Robert Rauschenberg, 1925 - 2008

Rauschenberg was one of my heroes. His playful art coupled whimsy with heart.

"There is no reason not to consider the world as one gigantic painting," Rauschenberg said. At MoMA one reads, "He composed First Landing Jump out of a rusted license plate, an enamel light reflector, a tire impaled by a street barrier, a man's shirt, a blue lightbulb in a can, and a black tarpaulin, as well as paint and canvas. Jasper Johns coined the term "Combine" for such works, which he described as "painting playing the game of sculpture."

In 1983 he came to my generation's attention by his design for a Talking Heads record. With Speaking in Tongues, David Byrne and partners created a great set of songs, including "Burning down the house" and "This must be the place." The design by Rauschenberg was not impressive. But that a pop art master worked with the Heads was very cool.

The Rauschenberg edition of Speaking in Tongues is still in my cabinet; thus I own a Rauschenberg. My daughter Madeline made family history by taking off the plastic wrap of a record - argh - which had been put aside as a collector's item.

In designing activities for students visiting the artspace exhibit Faces of Katrina, I employed a Rauschenberg collage technique. In fact, the hundreds of students and teachers who visited the exhibit were given the option of making what was called called a "Rauschenberg Collage." They were based on his Overseas Cultural Exchange works.

When Kathryn Usher makes cool assemblages based on detritus from the streets of Highland, she is doing Rauschenberg from the 1950's.

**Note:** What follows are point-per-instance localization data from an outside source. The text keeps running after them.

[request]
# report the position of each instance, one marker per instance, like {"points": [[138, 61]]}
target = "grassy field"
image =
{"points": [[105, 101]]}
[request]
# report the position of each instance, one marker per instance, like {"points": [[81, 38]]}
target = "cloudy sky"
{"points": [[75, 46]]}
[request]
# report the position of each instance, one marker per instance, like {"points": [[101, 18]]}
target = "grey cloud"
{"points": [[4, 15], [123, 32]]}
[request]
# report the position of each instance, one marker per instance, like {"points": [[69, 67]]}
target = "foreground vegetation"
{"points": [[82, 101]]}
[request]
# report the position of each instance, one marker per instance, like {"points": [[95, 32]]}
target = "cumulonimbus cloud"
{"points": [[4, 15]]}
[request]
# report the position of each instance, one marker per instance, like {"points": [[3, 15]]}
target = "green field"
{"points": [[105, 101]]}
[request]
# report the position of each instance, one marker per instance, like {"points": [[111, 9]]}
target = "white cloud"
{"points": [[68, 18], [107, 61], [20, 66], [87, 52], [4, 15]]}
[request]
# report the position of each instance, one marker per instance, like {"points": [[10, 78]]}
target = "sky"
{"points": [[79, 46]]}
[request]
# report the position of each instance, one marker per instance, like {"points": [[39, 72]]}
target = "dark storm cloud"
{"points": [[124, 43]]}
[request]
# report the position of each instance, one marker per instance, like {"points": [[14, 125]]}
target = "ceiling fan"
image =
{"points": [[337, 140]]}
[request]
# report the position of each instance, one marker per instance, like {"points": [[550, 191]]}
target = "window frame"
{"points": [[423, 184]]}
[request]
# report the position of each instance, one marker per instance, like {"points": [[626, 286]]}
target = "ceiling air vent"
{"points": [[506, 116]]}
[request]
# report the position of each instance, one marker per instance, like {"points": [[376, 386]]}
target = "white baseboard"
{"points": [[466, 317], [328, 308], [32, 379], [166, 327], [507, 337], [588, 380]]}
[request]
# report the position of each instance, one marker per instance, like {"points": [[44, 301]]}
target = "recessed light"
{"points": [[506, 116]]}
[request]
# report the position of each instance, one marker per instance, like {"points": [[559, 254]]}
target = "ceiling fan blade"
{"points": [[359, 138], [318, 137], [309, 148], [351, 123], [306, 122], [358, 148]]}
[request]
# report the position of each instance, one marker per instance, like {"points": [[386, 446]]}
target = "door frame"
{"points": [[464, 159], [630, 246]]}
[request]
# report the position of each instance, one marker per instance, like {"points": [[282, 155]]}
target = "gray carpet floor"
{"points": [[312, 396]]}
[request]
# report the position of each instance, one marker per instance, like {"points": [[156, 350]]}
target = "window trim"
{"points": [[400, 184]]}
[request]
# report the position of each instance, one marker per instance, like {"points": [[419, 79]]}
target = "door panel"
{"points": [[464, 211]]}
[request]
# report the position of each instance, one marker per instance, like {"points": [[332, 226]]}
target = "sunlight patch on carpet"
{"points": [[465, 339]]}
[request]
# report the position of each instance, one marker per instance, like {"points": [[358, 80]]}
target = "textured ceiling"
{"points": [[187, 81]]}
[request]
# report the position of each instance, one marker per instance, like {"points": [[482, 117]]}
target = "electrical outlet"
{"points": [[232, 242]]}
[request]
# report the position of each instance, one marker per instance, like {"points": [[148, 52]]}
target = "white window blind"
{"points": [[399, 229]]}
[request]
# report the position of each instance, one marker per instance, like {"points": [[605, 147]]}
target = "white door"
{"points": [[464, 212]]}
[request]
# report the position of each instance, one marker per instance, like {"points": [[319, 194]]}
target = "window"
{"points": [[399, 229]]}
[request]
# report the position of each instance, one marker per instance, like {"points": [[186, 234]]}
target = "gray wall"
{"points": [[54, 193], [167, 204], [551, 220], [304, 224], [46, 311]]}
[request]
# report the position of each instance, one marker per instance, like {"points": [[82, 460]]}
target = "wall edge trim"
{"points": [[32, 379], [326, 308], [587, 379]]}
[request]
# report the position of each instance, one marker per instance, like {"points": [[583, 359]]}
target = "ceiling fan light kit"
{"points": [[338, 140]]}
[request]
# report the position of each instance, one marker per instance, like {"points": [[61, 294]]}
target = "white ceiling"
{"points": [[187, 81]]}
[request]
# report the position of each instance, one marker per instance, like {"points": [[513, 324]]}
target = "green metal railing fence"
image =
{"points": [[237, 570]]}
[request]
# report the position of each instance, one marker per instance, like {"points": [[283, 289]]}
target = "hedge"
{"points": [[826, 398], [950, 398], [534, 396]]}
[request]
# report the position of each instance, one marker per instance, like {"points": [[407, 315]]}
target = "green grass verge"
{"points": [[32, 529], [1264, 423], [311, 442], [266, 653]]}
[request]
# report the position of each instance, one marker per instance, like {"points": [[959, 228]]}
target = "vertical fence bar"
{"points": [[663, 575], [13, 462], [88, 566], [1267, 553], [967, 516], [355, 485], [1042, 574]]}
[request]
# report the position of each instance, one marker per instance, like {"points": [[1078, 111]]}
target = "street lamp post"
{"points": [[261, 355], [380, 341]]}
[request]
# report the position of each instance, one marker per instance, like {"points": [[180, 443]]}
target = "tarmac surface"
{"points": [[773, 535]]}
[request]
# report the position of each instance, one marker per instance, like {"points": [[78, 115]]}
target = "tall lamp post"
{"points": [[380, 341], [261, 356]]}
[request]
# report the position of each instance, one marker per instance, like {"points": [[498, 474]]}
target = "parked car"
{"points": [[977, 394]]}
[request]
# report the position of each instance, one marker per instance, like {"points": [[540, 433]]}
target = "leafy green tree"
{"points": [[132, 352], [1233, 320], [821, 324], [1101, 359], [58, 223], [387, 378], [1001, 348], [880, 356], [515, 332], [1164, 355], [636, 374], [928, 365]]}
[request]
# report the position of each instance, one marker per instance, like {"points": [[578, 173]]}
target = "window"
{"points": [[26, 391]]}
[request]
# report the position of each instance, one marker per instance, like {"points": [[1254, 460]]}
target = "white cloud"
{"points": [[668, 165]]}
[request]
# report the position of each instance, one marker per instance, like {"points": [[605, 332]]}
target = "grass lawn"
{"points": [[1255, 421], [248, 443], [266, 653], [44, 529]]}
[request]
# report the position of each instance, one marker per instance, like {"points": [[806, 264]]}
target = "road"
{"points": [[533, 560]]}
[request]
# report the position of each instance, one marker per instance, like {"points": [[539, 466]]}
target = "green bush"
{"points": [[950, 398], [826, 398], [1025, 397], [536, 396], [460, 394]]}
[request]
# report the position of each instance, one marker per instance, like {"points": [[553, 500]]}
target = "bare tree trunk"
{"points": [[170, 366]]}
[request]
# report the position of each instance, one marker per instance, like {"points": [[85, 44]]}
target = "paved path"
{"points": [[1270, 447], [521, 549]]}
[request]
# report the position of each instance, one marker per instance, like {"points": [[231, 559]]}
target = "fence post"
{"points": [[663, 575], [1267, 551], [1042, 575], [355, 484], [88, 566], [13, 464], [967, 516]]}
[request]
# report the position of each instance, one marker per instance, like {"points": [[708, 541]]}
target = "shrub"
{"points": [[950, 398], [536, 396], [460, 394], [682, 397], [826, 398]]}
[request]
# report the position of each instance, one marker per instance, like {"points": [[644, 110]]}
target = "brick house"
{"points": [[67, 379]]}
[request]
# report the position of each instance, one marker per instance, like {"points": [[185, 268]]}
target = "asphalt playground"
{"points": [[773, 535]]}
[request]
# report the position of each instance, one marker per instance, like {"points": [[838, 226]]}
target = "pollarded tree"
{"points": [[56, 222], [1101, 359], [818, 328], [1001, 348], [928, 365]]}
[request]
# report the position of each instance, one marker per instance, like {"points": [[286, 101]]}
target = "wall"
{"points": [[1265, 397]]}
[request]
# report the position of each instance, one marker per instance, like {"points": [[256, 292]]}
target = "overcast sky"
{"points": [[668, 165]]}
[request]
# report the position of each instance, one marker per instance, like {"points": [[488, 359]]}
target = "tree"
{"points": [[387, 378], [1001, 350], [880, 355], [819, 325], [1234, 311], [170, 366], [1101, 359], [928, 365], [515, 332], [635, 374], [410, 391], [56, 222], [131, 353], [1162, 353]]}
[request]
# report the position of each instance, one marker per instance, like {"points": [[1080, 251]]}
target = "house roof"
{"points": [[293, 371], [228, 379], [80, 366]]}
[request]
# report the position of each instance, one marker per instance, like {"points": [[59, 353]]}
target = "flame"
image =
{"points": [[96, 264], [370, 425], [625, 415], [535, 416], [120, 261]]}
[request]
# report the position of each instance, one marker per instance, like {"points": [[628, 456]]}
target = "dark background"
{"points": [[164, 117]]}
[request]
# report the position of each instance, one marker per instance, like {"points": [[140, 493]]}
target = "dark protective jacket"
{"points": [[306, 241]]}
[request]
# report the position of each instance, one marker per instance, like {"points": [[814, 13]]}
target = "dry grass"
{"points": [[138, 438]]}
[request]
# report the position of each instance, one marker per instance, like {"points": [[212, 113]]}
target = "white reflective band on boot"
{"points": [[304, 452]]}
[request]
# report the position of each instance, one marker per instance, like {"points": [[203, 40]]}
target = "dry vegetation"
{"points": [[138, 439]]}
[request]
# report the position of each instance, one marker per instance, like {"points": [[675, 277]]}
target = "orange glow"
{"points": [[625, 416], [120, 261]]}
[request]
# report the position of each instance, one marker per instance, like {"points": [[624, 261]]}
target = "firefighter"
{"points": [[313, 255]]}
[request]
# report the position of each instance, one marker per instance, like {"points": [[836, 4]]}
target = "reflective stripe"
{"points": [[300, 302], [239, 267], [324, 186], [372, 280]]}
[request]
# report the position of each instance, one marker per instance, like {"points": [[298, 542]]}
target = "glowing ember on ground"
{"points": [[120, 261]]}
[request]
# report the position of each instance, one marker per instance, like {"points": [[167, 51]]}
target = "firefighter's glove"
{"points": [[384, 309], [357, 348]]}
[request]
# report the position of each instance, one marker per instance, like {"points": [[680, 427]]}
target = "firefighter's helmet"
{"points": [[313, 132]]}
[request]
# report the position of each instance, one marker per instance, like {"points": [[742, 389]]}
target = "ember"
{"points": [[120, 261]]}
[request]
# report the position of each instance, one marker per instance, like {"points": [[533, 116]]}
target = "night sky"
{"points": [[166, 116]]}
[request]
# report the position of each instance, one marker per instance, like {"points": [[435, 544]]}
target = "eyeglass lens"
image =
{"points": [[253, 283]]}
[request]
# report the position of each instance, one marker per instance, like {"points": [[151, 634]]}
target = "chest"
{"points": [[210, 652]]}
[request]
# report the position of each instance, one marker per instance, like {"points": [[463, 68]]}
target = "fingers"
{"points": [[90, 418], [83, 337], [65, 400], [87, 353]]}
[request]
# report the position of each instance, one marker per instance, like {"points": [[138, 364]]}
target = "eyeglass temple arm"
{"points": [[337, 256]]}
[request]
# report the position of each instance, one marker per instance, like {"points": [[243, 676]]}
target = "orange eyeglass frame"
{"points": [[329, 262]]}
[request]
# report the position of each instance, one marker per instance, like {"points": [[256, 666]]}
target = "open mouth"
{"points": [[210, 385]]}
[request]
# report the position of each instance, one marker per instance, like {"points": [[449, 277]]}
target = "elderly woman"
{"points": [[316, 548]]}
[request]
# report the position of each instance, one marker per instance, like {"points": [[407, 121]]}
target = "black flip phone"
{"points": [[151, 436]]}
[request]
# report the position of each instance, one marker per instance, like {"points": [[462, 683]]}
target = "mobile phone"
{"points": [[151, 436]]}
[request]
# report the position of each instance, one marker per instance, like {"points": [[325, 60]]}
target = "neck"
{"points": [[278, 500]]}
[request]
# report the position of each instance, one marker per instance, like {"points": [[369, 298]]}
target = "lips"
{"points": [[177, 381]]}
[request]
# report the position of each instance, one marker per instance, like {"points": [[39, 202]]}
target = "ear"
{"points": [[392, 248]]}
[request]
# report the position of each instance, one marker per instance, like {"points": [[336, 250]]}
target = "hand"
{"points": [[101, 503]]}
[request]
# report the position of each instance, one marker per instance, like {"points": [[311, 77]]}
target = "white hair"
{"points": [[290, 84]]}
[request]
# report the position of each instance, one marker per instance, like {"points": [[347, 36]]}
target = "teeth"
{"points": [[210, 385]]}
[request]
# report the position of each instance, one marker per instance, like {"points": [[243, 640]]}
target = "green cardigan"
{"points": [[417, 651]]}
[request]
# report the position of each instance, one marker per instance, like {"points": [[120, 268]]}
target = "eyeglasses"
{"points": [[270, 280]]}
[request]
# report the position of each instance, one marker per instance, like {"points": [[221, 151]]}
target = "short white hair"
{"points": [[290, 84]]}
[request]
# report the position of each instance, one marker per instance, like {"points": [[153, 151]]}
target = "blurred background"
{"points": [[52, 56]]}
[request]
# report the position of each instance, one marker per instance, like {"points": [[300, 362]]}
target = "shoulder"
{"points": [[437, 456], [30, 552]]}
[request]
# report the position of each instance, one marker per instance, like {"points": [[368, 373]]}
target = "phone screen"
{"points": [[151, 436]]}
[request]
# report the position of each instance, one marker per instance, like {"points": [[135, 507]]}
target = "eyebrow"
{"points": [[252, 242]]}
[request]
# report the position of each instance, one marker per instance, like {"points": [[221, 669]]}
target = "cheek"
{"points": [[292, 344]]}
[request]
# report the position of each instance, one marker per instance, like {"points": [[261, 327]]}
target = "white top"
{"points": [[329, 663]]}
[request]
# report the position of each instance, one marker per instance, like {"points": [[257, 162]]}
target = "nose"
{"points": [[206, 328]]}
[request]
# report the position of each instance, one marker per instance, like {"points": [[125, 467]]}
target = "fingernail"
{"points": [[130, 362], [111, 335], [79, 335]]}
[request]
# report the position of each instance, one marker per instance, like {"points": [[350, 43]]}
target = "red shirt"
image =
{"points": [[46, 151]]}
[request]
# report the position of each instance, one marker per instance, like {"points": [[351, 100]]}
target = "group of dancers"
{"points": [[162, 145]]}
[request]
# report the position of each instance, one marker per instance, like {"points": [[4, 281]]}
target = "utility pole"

When you sit down at your piano to play the John Cage piece, 4' 33", you are doing a piece inspired by Rauschenberg's White paintings. "The "white paintings" produced by Rauschenberg at Black Mountain in 1951, while they contain no images at all, are said to be so exceptionally blank and reflective that their surfaces respond and change in sympathy with the ambient conditions in which they are shown," says wikipedia.org.